Zhou didn't believe in celebrations. But AiLi wore red anyway — not for love, but defiance.

"You dressed up," he said as she walked in.

"You're still breathing," she replied. "I figured that was worth something."

He chuckled. "Romantic."

They ate in the penthouse — candlelight flickering, food untouched.

Then the power went out.

A second later, the glass window shattered.

Gunshots.

Zhou dove over the table, covering AiLi. Li Chen burst in with a tactical team, exchanging fire with the silhouettes scaling the terrace.

AiLi crawled to safety — grabbed the weapon Zhou had taught her to shoot just last week.

One intruder broke through.

She didn't flinch.

She pulled the trigger.

Once.

Twice.

Blood sprayed the marble like spilled wine.
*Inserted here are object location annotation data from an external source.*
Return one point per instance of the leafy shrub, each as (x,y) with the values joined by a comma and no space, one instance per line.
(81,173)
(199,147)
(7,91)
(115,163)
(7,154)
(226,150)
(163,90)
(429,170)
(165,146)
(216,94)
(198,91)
Zhou stared at her as the man fell.

She stood panting, face pale but eyes blazing.

"I told you," she whispered. "They'll bleed before they touch you."

Later, when the lights came back on and the floor was stained with silence, Zhou sat beside her.

"You shouldn't have had to do that," he said softly.

She leaned into him, stained and shaking.

"I was raised to obey. To be sweet. To sit still. But now?"

Her voice dropped.

"I'm done being the girl they married off like a pawn. I'm not their pet. I'm not your possession."

Zhou met her gaze, something flickering behind his walls.

"You're right," he said. "You're my equal. And now… you're my only weapon I trust."